ACS Data Users Group

 View Only
  • 1.  Using Stata svyset command with ACS PUMS

    Posted 10-26-2017 10:24 AM

    Hi. I'm preparing to run a probit regression in Stata using ACS PUMS data.

    Does anyone have experience using the Stata svyset command (or, more generally, specifying relevant survey design factors in a statistical analysis program) with PUMS files?

    The following is suggested for Current Population Survey analyses (see https://www.stata.com/statalist/archive/2008-04/msg00444.html), which uses state (gestcen) and consolidated statistical area (gtcsa) variables.

    egen psu=group(gestcen gtcsa) svyset [pw=mars], strat(gestcen) psu(psu)

    Does anyone have an analogous specification for PUMS?




  • 2.  RE: Using Stata svyset command with ACS PUMS

    Posted 10-27-2017 04:30 AM

    Hi Michele,

    I've used the Stata svy commands to analyze survey data (CPS, SIPP, NHIS). The first step is to svyset the data so Stata knows the sample design.

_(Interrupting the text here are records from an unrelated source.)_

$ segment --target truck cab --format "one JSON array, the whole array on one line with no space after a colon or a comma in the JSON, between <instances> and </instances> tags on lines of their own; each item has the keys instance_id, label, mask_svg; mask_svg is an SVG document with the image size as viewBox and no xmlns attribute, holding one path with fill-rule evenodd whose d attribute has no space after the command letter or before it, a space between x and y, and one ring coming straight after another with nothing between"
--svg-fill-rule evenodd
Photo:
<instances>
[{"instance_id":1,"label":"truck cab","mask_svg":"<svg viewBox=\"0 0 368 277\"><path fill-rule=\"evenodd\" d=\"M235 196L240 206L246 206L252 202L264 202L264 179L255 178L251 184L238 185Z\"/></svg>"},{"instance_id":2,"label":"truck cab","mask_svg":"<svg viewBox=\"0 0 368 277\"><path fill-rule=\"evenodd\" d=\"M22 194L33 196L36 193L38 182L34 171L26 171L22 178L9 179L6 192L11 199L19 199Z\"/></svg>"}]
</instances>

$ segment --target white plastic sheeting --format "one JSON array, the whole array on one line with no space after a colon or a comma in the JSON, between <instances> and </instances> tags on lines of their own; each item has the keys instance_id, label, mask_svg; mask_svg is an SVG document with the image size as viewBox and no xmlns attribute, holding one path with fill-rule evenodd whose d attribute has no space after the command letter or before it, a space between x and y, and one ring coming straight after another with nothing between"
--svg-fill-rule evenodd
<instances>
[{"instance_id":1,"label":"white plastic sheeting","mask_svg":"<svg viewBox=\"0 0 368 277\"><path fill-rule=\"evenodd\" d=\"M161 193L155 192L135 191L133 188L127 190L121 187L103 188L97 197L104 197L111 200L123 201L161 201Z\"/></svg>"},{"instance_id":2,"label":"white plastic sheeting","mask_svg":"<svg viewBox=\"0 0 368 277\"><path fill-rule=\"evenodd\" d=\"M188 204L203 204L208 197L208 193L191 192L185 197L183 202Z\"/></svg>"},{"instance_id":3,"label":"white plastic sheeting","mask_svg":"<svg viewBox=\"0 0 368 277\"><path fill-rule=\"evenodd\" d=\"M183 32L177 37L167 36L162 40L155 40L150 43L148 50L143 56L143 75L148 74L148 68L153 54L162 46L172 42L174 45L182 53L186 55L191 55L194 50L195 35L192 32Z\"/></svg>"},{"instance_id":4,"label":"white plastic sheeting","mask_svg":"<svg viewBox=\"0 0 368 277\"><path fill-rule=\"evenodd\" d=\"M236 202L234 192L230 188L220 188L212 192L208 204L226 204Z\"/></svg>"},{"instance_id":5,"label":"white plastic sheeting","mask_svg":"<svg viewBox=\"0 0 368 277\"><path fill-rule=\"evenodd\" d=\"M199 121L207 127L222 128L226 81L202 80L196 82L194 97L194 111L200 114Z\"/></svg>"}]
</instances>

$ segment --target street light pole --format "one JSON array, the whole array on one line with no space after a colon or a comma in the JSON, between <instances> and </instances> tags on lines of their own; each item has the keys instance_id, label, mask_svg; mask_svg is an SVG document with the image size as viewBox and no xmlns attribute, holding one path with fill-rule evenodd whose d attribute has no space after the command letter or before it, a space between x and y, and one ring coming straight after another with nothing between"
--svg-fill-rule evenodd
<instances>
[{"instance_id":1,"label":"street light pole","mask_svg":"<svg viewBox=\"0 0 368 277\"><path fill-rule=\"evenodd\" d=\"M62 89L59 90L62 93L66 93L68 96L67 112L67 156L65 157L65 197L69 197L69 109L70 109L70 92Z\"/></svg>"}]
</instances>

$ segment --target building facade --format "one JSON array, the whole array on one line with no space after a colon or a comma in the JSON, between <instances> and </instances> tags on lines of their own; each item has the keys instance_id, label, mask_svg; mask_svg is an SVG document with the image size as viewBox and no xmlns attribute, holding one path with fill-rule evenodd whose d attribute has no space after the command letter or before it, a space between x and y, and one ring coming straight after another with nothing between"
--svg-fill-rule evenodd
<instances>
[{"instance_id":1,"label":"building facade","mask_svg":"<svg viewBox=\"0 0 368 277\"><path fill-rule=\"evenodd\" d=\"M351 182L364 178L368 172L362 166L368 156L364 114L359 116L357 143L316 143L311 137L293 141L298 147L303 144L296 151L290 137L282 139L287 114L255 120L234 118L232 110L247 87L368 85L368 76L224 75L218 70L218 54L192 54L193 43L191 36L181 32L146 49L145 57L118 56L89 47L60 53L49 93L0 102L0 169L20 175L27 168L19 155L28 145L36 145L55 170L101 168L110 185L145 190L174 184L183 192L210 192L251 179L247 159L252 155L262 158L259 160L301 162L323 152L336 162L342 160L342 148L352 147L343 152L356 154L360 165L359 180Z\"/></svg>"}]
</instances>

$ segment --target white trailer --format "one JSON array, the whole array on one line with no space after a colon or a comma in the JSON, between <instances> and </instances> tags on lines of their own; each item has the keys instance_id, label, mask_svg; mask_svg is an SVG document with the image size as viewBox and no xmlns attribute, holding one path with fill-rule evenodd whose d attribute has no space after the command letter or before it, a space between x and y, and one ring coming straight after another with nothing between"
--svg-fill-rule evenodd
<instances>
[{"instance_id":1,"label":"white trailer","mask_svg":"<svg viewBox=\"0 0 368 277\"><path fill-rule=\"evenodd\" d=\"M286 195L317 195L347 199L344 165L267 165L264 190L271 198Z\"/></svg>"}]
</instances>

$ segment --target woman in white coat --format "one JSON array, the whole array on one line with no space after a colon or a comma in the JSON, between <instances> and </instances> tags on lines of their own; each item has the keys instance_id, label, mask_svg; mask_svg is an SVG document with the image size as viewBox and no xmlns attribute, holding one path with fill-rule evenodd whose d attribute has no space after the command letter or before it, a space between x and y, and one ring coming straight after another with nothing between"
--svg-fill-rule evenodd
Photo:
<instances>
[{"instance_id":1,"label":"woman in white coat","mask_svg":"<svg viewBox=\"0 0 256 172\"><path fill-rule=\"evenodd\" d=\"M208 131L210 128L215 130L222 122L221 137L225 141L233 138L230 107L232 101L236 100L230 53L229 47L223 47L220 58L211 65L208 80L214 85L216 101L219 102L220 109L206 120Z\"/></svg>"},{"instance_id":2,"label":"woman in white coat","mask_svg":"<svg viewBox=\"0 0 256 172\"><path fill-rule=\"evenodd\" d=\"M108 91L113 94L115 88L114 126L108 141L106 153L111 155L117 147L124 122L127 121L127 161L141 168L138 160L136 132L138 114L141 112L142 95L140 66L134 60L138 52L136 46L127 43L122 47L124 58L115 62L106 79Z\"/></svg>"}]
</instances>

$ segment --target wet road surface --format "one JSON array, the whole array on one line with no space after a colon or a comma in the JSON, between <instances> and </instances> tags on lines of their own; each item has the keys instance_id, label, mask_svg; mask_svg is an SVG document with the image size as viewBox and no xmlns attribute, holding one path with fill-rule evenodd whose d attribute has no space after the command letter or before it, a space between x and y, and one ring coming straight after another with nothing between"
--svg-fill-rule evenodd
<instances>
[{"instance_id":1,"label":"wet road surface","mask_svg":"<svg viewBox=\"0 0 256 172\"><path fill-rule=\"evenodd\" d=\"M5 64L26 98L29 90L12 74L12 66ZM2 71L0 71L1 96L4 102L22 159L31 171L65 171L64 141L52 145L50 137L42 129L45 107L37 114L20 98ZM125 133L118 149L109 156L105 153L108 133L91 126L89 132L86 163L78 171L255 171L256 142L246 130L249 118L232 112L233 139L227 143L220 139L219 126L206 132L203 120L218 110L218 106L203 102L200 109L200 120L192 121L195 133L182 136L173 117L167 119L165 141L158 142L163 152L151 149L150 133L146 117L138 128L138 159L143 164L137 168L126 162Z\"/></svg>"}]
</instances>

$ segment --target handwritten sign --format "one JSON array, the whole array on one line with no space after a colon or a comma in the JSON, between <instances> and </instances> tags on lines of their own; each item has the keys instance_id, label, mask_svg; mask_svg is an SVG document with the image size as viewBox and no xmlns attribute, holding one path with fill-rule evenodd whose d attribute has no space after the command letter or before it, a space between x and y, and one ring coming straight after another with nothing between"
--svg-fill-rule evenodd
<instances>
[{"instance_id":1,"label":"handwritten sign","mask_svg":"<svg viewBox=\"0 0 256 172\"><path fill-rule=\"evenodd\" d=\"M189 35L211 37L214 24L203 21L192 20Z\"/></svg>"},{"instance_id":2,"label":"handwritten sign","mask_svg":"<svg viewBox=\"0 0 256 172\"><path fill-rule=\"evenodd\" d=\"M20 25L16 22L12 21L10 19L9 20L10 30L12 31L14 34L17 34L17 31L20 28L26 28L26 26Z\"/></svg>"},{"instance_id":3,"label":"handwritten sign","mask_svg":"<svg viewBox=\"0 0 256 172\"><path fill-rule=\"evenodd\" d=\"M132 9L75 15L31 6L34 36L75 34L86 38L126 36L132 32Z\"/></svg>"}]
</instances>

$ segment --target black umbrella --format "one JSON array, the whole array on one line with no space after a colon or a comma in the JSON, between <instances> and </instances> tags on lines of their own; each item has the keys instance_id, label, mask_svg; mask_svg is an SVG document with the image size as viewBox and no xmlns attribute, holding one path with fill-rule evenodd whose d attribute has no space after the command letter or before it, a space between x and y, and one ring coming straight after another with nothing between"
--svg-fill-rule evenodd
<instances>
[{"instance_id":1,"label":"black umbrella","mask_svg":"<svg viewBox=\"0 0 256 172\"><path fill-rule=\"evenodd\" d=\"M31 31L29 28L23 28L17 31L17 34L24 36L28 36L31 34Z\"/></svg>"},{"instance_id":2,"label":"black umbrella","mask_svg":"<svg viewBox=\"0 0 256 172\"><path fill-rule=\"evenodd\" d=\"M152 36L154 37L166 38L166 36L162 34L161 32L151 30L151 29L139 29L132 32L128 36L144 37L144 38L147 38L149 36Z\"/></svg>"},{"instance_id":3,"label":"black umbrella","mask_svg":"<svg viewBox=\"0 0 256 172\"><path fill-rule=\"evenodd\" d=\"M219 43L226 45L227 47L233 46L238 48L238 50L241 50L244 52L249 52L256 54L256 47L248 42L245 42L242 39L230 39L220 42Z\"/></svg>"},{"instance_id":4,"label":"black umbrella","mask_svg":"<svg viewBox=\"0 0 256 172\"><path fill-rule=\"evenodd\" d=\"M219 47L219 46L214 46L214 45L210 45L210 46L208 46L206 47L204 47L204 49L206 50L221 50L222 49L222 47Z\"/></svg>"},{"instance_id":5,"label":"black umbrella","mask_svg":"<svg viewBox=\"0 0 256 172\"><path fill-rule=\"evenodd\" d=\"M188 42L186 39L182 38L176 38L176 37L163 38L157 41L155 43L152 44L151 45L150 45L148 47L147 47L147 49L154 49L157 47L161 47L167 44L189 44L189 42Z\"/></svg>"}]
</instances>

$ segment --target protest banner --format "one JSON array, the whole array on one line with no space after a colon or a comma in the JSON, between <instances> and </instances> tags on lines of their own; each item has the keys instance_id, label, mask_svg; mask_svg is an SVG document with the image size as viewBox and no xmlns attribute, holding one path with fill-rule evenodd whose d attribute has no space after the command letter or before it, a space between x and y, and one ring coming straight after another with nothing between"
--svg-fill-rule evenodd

    svyset [pw=wgtp], sdr(wgtp1 - wgtp80) vce(sdr) mse

    (This example uses the single year 2010 PUMS dataset, ss10hak. The weights used are household-level weights.)

    After svysetting the data, you run the command using the svy: prefix, which passes along the options you defined above. Stata will execute this command using the full-sample weights and again for each set of replicate weights. There are two important things to note:

    (1) Not all Stata commands can be run with the svy: prefix.

    (2) If you want to limit your replicate analyses to a subset of the sample (for example, all persons aged 25-64 or all African Americans), you should not use if or in. Instead, use the subpop() option before the colon, as in

    . gen byte age25_64 = age>=25 & age<=64
    . svy, subpop(age25_64): command

    • Note that you must first define the subpopulation with a dichotomous variable coded 0 for all cases that should be excluded from the analysis.

    Here a some additional resources that may be helpful:

    https://www.stata.com/manuals13/svysvyestimation.pdf

    https://www.stata.com/manuals13/svysvysdr.pdf

    https://usa.ipums.org/usa/repwt.shtml

    http://www.cpc.unc.edu/research/tools/data_analysis/statatutorial/sample_surveys/svy_commands/

    https://stats.idre.ucla.edu/other/mult-pkg/faq/sample-setups-for-commonly-used-survey-data-sets/



  • 3.  RE: Using Stata svyset command with ACS PUMS

    Posted 10-27-2017 06:15 AM

    Applying Occam's razor to the -subpop- option, you can just as well run

    svy, subpop( if inrange(age,25,64) ): command



  • 4.  RE: Using Stata svyset command with ACS PUMS

    Posted 10-27-2017 06:19 AM
    Also, I believe you can get versions of the ACS data off IPUMS that have strata and cluster/PSU variables. It is easier to deal with these -- or at least the commands run faster. I have not compared the standard errors produced one way vs. the other, but I would not expect to see huge differences.


  • 5.  RE: Using Stata svyset command with ACS PUMS

    Posted 10-27-2017 08:30 AM
    Hi Amanda,

    Thanks so much! This is exactly what I needed.

    Michele


  • 6.  RE: Using Stata svyset command with ACS PUMS

    Posted 10-27-2017 07:29 AM
    Hi Stas,

    Thank you very much! This is extremely helpful. I'm grateful for your assistance.

    Michele